Stage 2 consideration is much more in-depth than the Stage 1 reading, and the bill is not guaranteed to pass this stage. The bill has divided opinion and the in-depth consideration is likely to garner further media attention. Ironically local councils may be hit hardest by these reforms, according to figures obtained by way of a freedom of information request by the Scottish Conservative party and made public by them: the number of publicly owned empty commercial buildings rose from 294 in 2009/2010, to 681 in 2011/2012, which would mean a higher tax bill to be paid by local authorities under the provisions of the bill.

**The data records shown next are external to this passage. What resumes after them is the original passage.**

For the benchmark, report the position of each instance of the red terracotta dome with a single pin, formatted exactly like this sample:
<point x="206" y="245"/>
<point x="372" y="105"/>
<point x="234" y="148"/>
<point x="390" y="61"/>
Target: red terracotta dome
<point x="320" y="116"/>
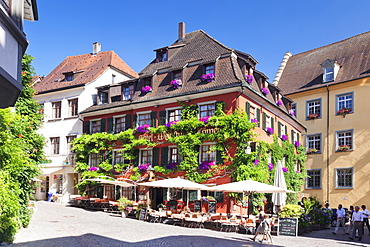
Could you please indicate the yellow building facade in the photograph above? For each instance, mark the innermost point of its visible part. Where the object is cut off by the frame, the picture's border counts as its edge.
(330, 86)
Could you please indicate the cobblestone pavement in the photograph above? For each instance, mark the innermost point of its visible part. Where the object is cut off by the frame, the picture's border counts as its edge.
(56, 224)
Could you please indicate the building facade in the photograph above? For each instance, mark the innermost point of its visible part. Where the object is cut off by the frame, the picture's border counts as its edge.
(64, 93)
(13, 44)
(330, 85)
(196, 72)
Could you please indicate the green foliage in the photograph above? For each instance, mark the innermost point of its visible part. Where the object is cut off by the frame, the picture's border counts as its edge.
(21, 150)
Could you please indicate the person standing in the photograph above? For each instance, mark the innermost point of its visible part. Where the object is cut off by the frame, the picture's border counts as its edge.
(365, 214)
(341, 219)
(357, 221)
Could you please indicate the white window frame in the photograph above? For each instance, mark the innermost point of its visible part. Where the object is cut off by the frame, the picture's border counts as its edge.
(351, 174)
(308, 177)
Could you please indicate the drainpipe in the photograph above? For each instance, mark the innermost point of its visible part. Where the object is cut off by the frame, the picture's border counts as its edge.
(328, 146)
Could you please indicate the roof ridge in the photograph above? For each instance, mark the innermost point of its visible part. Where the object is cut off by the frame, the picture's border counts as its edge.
(340, 41)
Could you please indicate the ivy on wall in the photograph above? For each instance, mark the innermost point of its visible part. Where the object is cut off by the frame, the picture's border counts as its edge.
(233, 129)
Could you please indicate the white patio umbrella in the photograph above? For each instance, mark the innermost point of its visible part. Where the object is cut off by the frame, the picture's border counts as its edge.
(176, 183)
(278, 199)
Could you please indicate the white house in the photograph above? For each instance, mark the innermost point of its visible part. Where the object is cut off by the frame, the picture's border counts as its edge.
(66, 91)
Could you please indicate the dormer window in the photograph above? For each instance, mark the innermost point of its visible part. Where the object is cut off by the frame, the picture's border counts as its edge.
(330, 70)
(161, 56)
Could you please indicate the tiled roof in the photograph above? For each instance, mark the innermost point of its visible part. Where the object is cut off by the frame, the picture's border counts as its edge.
(85, 67)
(303, 71)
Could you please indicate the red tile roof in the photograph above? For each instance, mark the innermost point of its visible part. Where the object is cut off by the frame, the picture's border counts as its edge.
(86, 68)
(303, 71)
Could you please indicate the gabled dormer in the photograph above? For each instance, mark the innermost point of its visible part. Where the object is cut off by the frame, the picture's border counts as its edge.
(330, 70)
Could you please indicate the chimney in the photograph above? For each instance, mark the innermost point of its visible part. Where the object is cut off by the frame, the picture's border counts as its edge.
(96, 48)
(181, 30)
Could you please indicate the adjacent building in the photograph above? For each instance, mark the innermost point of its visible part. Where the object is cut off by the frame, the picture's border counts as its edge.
(13, 44)
(64, 93)
(330, 87)
(197, 71)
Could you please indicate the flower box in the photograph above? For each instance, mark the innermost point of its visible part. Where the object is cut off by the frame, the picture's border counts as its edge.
(208, 77)
(313, 116)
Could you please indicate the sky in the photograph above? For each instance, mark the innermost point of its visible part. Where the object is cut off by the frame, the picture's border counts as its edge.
(265, 29)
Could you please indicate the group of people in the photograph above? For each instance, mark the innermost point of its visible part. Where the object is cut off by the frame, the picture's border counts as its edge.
(358, 220)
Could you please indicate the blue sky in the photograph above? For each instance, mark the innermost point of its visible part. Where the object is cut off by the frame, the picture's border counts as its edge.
(133, 29)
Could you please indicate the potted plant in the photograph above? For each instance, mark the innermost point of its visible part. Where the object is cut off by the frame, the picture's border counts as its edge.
(123, 203)
(344, 148)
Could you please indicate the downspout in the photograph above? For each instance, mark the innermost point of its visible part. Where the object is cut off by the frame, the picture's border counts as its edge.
(328, 146)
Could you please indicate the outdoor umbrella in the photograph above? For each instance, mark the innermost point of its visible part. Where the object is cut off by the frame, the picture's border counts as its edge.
(176, 183)
(278, 199)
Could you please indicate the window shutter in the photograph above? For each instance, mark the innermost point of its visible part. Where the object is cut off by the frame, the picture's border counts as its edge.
(155, 157)
(279, 129)
(162, 117)
(87, 127)
(219, 159)
(110, 125)
(127, 122)
(248, 109)
(259, 117)
(153, 119)
(263, 120)
(164, 158)
(102, 125)
(135, 161)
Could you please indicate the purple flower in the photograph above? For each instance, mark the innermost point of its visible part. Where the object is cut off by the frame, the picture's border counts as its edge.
(204, 119)
(172, 166)
(143, 167)
(269, 131)
(265, 91)
(253, 120)
(249, 78)
(169, 124)
(143, 128)
(177, 83)
(206, 165)
(93, 168)
(146, 89)
(270, 166)
(208, 77)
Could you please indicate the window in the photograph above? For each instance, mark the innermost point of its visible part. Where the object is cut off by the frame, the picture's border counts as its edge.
(95, 126)
(143, 118)
(206, 153)
(72, 107)
(174, 115)
(206, 110)
(146, 156)
(128, 92)
(314, 109)
(117, 157)
(161, 56)
(57, 109)
(55, 141)
(345, 101)
(314, 143)
(344, 178)
(328, 74)
(69, 143)
(103, 97)
(345, 138)
(313, 180)
(210, 69)
(174, 155)
(119, 124)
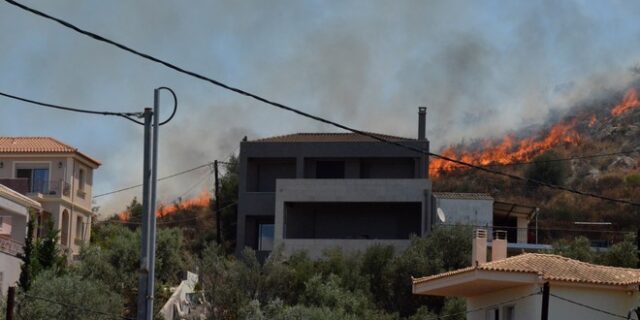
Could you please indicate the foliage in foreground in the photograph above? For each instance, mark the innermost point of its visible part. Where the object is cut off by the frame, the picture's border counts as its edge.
(68, 296)
(375, 284)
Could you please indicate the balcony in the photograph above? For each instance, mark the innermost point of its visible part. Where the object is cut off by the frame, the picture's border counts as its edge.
(10, 246)
(51, 188)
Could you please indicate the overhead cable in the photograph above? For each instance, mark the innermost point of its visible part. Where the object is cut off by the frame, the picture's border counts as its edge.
(310, 116)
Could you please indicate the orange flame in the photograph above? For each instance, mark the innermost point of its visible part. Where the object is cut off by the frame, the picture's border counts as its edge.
(630, 101)
(201, 200)
(508, 150)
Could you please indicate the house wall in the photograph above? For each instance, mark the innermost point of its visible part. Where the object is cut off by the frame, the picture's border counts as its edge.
(465, 211)
(9, 271)
(619, 302)
(254, 206)
(528, 308)
(615, 301)
(346, 191)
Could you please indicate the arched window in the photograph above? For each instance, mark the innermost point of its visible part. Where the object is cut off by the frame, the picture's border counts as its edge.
(64, 230)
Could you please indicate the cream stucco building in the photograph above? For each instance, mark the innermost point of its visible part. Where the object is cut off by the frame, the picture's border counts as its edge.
(512, 288)
(57, 176)
(14, 215)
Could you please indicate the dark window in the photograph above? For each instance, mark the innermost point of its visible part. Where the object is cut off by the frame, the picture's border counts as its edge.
(330, 170)
(37, 178)
(265, 237)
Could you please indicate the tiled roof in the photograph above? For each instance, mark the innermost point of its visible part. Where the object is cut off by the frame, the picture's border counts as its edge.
(460, 195)
(553, 268)
(329, 137)
(38, 145)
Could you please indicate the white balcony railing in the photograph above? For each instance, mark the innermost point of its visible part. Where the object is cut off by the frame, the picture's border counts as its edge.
(11, 247)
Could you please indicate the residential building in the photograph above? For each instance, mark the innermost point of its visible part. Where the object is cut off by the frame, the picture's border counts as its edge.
(312, 191)
(513, 288)
(57, 176)
(14, 215)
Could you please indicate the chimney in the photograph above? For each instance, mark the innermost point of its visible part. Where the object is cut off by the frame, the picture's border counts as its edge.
(422, 123)
(499, 246)
(479, 247)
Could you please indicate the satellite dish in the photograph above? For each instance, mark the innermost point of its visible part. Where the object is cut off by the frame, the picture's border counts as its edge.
(441, 216)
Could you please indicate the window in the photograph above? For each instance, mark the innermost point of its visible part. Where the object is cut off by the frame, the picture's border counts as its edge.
(330, 170)
(265, 237)
(493, 314)
(509, 312)
(37, 179)
(79, 228)
(81, 179)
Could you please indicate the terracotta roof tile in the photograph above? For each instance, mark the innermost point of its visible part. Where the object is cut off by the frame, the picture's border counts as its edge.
(329, 137)
(460, 195)
(554, 268)
(38, 145)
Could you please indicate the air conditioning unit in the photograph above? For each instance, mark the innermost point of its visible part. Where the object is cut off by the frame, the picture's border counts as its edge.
(5, 225)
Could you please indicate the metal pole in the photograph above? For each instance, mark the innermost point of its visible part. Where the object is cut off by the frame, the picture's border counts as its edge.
(545, 301)
(11, 298)
(152, 205)
(217, 203)
(144, 256)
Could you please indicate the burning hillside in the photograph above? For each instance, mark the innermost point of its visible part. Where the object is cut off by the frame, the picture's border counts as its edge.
(203, 199)
(512, 148)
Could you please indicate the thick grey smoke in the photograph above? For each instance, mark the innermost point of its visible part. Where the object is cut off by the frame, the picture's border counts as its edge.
(482, 69)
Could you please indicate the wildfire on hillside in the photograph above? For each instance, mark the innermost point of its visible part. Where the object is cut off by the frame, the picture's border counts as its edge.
(511, 149)
(201, 200)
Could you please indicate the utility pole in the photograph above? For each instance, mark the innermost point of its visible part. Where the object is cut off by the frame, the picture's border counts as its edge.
(217, 203)
(144, 248)
(11, 299)
(146, 283)
(545, 301)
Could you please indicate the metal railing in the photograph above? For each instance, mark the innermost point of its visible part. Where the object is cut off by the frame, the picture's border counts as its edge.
(10, 246)
(45, 187)
(598, 237)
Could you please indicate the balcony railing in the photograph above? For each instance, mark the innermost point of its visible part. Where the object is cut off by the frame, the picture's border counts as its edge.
(45, 187)
(10, 246)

Even as Scotland entertains the possibility of moving to less reliefs, England & Wales may be about to return to a greater relief system. The last revision to English business rates took place in 2008. The old model had been like the current Scottish system in that most commercial properties received 100% relief for the first three months, and 50% relief thereafter. Since April 2008, only industrial properties (including warehouses) have been able to receive exemption at 100% for six months, other commercial properties receive 100% exemption for the first three months, with rates payable at 100% thereafter. The Chancellor, George Osbourne, recently agreed to review this policy after pressure from inside the Conservative Party, and it is likely that any revisions to the policy would move back towards the pre-2008 system.